Despite being broken up in an anti-trust action DuPont has a company never actually matured, thus they never feel threaten by death. Only when a company comes to think about itself as matured and feels it can no longer grow does the mentality and threat of death start to cause it to fear competition, and the marketplace. DuPont knows that even if certain products decline they will have other new innovative ones to take their place, any true growth company should spend its time focussing on finding innovative products that meet people needs that allow it to make a profit. Competitors are not their threat, complacency is, the only true thing they have to fear is their failure to identify consumer and society needs.

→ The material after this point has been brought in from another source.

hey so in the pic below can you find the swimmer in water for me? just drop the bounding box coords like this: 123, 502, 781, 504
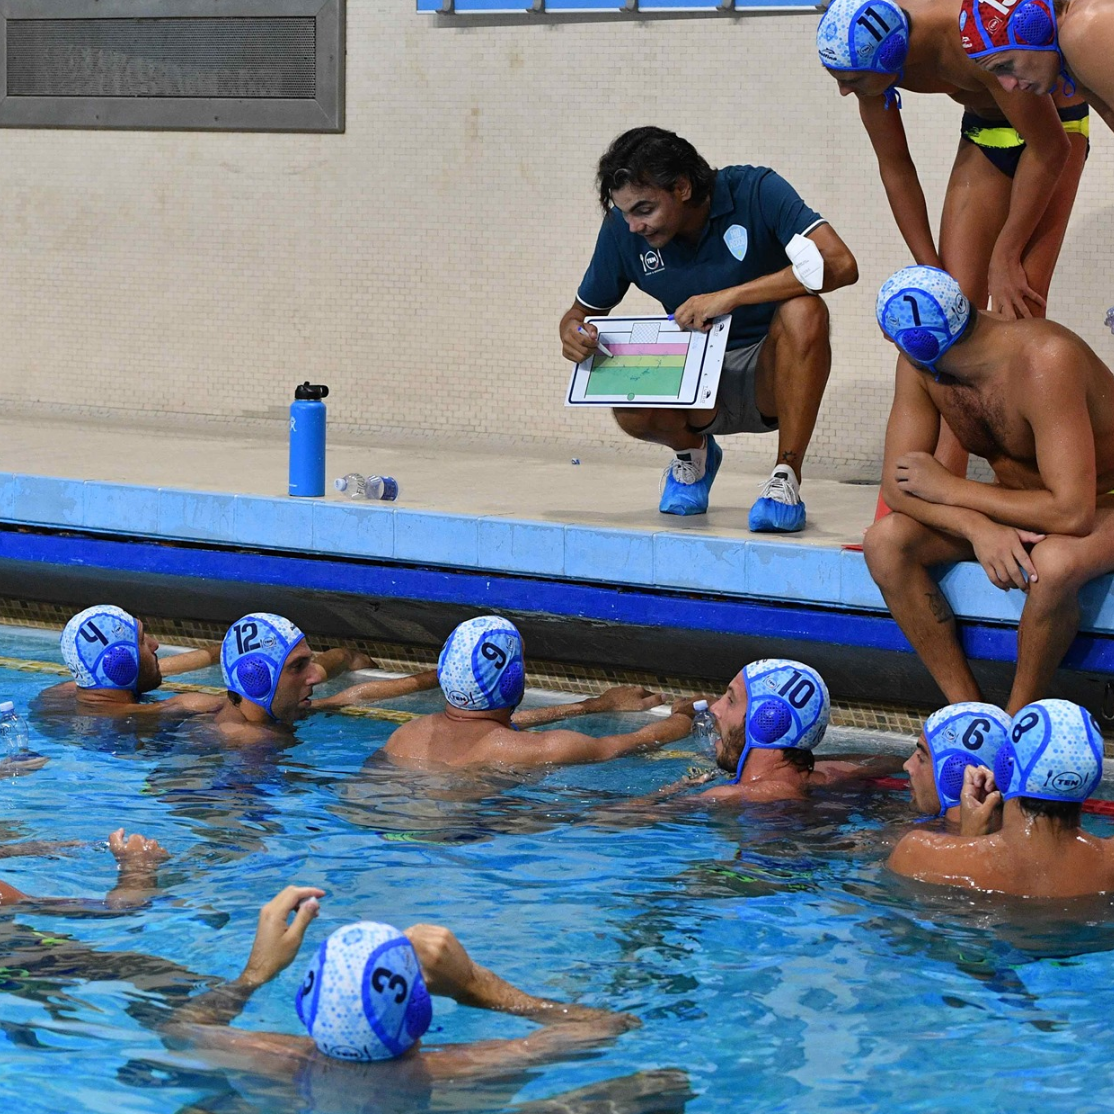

Church and Dwight Co. Inc.

Ever hear on Church and Dwight Co. Inc. (Arm and Hammer baking soda) they are in an industry that hit maturity long ago. Yet the company pours out a steady stream of new products using the sodium bicarbonate, along with introducing additionally uses for their base product baking soda. The result is that they constantly increase their sales of a product almost any chemical company could produce. Their success is based on two factors, a strong relationship with consumers and customers, and constant innovation and improvement; they make something just a little better all the time, while gleaning new ideas from their loyal business base. If you do not let yourself get into the, we have done all we can attitude, it will amaze you just how much more you can do. It use to be that people bought one to two boxes of baking soda a year for baking, today most people by more than that just to keep their frig odour free.

Here are two companies that prove you do not want to get into that maturity milk the cash cow mentality; because when you do you end up giving up on growing and making even more money. Moreover these two companies show us that one of the least discussed ways to Continuously Improve to be Continuously Innovating, innovation is often the easiest way to out compete, your competition. Arm and Hammer has yet to even scratch the surface of all the household uses they know of for their base product. And does anyone really think that DuPont will rollover and quit creating new and innovative products anytime soon.

Conclusions

Firstly a business life does not have a limit imposed on it like we human beings do. Maturity in business is what should be feared, because maturity leads to death, in business our goal should be to keep the organization in perpetual growth phase, to do that may need to constantly improve, but we also need to remember that one part of continuous improvement is constant innovation. Constant innovation means understanding the marketplace’s needs. Since the marketplace is actually made up of average human beings, and organization that maintains strong relationships with everyone will always find new needs to meet, and thus manage to secure their fair share of the market.

Second thing is stop looking for the end of the journey, it really shouldn’t have one. Instead find your pleasure from constantly seeing new things along the way. We need to stop acting like many of our spoiled kids on trips constantly asking are “we there yet?”, when we could be enjoying all there is to see along the way. Stop waiting to celebrate some big final victory, and enjoy all the little ones on the way.

Forget all those two dimensional matrixes, after all when was life two dimensional. Anything you do in life involves so many different factors no theory will every really explain life and how we humans act. Using any artificial gauge or rating system, will derail your organization into complacency faster than a broken rail will derail a locomotive.